Using the Distributive Property, we can write:
(2n + 1) + 2m = 2n + 2m + 1
= 2(n + m) + 1

Since n and m are whole numbers, n + m will also be a whole number. Thus, we can rewrite the expression as:
2(n + m) + 1 = 2k + 1, where k represents the sum of n and m (another whole number).

So, we have shown that the sum of an odd number, 2n + 1, and an even number, 2m, can be expressed as 2k + 1, where k is a whole number. Therefore, the sum of an odd number and an even number is odd.

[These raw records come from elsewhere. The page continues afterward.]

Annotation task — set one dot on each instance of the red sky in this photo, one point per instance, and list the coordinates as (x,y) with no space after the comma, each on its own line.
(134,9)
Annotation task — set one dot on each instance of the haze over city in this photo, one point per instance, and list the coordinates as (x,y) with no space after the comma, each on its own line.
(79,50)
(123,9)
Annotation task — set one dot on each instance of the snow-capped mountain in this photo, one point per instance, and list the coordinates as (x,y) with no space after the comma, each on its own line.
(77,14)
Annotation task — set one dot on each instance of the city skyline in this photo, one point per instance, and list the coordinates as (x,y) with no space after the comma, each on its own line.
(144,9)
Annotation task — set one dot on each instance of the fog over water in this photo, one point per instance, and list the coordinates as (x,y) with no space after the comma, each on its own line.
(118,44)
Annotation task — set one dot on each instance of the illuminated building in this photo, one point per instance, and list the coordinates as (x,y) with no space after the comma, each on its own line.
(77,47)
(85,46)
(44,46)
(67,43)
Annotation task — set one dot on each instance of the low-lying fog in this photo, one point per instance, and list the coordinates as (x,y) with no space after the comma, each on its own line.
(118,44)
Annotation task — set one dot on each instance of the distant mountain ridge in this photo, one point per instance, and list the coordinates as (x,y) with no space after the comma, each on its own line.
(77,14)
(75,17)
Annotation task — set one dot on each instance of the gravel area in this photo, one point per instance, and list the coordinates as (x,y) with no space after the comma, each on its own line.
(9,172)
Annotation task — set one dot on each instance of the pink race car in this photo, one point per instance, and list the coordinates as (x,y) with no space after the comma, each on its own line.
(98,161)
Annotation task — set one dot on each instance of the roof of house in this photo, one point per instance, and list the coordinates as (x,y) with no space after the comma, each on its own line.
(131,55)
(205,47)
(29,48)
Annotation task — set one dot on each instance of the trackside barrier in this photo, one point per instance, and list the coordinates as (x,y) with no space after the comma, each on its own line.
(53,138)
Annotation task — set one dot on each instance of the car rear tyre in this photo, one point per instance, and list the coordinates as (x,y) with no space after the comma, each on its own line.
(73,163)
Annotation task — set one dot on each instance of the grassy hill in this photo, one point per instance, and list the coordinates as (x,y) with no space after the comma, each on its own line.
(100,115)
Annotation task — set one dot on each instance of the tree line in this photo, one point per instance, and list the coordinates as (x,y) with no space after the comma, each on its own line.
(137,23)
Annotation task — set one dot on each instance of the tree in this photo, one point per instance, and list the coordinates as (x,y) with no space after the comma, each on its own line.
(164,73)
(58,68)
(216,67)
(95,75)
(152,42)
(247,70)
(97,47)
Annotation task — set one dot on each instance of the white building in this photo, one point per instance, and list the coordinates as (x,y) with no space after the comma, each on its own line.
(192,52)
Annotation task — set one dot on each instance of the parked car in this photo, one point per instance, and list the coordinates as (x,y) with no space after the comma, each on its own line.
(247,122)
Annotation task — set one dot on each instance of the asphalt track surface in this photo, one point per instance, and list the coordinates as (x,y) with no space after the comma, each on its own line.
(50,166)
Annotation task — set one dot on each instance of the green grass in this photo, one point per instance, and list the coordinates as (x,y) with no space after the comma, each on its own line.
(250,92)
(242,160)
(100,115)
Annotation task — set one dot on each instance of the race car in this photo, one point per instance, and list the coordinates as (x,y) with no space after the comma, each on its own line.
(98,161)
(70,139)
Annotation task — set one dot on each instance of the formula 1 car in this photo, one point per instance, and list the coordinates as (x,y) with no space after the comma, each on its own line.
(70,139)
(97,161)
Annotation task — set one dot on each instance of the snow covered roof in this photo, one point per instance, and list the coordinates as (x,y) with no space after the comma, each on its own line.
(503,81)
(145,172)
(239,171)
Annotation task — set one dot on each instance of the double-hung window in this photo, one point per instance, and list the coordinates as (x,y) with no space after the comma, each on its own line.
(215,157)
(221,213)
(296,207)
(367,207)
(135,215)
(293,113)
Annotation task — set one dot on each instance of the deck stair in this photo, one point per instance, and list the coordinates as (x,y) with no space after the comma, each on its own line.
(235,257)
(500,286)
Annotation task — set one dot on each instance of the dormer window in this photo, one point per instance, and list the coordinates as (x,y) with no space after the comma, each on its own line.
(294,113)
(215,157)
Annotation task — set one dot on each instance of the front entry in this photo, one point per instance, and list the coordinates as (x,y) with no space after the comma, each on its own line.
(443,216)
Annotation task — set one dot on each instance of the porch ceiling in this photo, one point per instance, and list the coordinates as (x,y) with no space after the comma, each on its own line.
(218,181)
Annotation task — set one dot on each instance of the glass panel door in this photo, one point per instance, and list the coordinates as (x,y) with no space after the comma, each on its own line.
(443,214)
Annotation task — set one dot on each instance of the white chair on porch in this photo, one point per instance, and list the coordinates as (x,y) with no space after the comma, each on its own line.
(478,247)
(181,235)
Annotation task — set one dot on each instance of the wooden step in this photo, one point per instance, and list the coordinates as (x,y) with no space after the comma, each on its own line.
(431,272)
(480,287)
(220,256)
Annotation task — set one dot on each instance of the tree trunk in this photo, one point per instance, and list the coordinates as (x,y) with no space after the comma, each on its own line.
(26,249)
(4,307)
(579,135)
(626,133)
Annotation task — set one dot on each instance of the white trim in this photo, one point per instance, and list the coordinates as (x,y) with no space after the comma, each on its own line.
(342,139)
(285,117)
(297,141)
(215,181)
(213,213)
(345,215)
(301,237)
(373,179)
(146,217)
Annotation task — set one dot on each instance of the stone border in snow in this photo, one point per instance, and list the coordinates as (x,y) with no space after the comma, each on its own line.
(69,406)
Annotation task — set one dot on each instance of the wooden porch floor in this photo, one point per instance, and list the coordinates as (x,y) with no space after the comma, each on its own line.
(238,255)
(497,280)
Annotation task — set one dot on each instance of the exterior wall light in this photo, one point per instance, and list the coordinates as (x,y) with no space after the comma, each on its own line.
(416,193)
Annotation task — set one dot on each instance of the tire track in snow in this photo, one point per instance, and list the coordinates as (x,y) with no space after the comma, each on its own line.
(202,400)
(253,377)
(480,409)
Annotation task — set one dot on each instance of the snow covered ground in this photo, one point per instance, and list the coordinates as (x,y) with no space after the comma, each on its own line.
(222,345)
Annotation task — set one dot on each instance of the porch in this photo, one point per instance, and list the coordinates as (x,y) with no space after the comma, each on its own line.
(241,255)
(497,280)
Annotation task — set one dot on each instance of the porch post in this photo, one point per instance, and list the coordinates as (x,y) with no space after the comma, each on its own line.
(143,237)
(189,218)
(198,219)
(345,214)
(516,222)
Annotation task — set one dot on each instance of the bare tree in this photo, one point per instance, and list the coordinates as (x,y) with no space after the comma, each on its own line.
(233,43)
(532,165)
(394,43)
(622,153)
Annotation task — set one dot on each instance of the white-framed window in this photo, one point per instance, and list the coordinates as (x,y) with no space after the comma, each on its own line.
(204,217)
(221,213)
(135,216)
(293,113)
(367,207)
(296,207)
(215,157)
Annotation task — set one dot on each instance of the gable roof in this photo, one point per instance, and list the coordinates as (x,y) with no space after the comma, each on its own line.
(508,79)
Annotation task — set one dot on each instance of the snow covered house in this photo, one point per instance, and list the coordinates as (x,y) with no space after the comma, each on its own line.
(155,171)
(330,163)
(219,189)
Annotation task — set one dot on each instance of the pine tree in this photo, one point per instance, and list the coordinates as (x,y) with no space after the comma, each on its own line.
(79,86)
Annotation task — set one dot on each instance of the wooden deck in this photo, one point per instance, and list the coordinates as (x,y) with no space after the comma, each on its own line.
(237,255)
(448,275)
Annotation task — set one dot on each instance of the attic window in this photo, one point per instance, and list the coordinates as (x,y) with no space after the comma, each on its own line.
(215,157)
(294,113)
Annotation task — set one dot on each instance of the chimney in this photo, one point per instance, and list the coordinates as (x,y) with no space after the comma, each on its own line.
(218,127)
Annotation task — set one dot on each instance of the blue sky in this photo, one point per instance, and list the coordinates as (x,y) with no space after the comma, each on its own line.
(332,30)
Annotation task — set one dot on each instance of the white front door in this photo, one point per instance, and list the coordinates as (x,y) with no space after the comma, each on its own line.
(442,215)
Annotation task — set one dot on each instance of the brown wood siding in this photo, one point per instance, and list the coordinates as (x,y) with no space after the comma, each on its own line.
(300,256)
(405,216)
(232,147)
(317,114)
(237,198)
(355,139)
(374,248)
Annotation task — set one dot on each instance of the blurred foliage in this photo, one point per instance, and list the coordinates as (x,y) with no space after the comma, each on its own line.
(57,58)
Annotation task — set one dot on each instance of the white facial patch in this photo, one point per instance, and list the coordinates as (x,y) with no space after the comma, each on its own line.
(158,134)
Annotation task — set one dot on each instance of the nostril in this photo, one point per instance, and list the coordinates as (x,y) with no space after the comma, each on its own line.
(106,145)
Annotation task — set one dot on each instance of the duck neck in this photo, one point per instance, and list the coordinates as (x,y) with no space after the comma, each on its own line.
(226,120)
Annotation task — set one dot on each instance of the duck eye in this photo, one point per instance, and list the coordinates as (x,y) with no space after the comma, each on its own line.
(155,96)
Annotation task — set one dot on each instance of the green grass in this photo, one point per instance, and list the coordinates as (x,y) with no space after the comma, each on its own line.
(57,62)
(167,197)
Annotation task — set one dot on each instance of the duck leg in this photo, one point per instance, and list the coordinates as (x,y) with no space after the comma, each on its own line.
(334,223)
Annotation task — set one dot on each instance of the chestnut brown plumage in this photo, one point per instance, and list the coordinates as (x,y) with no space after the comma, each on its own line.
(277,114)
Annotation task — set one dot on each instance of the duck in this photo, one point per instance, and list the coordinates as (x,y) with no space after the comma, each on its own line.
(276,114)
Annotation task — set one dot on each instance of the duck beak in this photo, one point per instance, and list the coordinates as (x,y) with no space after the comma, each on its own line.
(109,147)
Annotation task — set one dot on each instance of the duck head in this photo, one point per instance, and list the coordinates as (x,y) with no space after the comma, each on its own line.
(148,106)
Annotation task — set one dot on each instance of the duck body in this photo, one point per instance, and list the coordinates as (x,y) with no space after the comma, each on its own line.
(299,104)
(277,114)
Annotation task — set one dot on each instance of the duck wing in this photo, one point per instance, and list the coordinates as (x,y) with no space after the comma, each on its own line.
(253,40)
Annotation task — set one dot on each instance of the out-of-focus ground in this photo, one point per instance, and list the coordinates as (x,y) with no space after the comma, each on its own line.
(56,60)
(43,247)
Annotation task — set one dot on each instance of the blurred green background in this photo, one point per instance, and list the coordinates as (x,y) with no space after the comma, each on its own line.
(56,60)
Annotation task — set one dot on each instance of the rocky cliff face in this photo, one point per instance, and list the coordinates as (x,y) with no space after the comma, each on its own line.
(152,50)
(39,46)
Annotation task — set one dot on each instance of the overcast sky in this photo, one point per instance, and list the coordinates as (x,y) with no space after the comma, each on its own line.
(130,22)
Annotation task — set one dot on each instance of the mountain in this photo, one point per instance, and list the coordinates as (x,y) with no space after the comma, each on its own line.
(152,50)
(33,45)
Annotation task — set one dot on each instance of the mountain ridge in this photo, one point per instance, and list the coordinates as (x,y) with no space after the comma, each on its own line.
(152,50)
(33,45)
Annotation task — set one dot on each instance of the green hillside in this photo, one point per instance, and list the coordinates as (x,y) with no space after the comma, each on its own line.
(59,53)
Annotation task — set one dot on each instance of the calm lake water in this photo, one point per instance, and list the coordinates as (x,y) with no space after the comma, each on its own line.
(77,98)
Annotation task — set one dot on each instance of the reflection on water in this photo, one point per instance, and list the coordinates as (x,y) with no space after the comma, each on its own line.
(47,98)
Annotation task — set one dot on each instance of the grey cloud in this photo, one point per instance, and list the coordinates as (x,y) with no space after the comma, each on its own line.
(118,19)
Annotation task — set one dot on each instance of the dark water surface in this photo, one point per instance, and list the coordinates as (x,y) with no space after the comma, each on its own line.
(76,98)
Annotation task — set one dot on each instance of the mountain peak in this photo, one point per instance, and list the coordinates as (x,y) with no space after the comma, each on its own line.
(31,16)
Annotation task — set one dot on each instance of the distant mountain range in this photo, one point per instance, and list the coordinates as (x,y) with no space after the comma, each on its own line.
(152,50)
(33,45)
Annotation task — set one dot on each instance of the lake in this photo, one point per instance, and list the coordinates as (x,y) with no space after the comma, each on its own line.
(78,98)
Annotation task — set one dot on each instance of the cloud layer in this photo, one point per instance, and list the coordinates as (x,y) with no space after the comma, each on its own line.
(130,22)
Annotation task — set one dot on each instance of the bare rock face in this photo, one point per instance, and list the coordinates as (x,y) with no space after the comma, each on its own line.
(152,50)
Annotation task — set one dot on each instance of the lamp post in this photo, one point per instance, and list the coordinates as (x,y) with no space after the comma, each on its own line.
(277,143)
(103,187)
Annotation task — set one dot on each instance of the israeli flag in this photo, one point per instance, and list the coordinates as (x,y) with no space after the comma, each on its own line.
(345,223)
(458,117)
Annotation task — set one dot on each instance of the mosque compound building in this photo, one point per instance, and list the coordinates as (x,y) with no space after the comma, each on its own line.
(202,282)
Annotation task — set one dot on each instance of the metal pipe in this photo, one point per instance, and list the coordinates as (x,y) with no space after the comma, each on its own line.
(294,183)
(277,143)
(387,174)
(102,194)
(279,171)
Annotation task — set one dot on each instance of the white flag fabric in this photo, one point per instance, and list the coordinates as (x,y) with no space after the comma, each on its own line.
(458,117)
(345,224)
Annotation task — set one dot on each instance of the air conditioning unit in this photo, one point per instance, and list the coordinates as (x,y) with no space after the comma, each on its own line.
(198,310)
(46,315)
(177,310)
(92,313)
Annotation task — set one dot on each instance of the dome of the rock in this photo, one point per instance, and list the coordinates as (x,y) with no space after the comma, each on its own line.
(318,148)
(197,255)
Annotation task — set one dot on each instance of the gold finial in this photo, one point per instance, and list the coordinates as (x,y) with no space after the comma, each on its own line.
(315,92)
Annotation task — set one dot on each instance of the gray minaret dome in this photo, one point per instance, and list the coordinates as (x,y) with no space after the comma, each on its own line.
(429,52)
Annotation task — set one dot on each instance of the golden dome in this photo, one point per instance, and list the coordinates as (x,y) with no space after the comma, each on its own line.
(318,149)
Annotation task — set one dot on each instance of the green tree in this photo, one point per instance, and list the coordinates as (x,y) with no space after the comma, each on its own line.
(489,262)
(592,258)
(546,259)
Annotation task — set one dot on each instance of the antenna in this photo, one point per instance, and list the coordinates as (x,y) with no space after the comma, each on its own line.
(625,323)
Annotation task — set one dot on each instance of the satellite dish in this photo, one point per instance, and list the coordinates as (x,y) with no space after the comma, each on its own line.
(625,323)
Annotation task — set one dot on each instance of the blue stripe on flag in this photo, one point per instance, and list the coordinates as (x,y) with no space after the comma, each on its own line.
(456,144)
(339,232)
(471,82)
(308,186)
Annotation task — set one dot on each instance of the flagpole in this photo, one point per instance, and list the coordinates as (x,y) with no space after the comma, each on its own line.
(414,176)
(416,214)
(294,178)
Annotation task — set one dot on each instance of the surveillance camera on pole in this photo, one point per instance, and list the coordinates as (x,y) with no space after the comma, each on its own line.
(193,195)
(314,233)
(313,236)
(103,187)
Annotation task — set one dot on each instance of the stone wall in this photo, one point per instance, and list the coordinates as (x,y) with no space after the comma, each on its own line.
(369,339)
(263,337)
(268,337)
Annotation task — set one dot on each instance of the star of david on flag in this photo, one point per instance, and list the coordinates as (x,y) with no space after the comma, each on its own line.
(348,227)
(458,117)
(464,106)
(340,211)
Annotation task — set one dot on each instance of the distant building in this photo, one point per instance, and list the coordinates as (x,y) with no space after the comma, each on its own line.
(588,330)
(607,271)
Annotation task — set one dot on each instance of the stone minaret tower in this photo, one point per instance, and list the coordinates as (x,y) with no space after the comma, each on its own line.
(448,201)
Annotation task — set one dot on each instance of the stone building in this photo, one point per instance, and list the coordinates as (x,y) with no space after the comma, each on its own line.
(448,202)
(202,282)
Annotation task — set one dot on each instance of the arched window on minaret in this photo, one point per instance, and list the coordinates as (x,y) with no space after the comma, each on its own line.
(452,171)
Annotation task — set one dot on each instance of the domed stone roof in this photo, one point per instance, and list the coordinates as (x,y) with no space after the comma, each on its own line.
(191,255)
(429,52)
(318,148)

To prove each statement using the Distributive Property, we need to use the given hint and represent even numbers as 2n, and odd numbers as 2n + 1, where n represents any whole number.

A. The sum of two even numbers is even.
Let the two even numbers be 2n and 2m, where n and m are whole numbers.
Using the Distributive Property, we can write:
2n + 2m
= 2(n + m)
= 2k (where k = n + m, which is a whole number)
Since 2k is a multiple of 2, it is an even number.
Therefore, the sum of two even numbers 2n and 2m is even.

B. The sum of two odd numbers is even.
Let the two odd numbers be 2n + 1 and 2m + 1, where n and m are whole numbers.
Using the Distributive Property, we can write:
(2n + 1) + (2m + 1)
= 2n + 2m + 1 + 1
= 2n + 2m + 2
= 2(n + m + 1)
= 2k (where k = n + m + 1, which is a whole number)
Again, since 2k is a multiple of 2, it is an even number.
Therefore, the sum of two odd numbers 2n + 1 and 2m + 1 is even.

C. The sum of an odd number and an even number is odd.
Let the odd number be 2n + 1 and the even number be 2m.
Using the Distributive Property, we can write:
(2n + 1) + 2m
= 2n + 2m + 1
= 2(n + m) + 1
= 2k + 1 (where k = n + m, which is a whole number)
Since 2k is a multiple of 2, and 2k + 1 has an odd component, it is an odd number.
Therefore, the sum of an odd number 2n + 1 and an even number 2m is odd.

Using the Distributive Property allows us to simplify the expressions and prove these statements about the sum of even and odd numbers.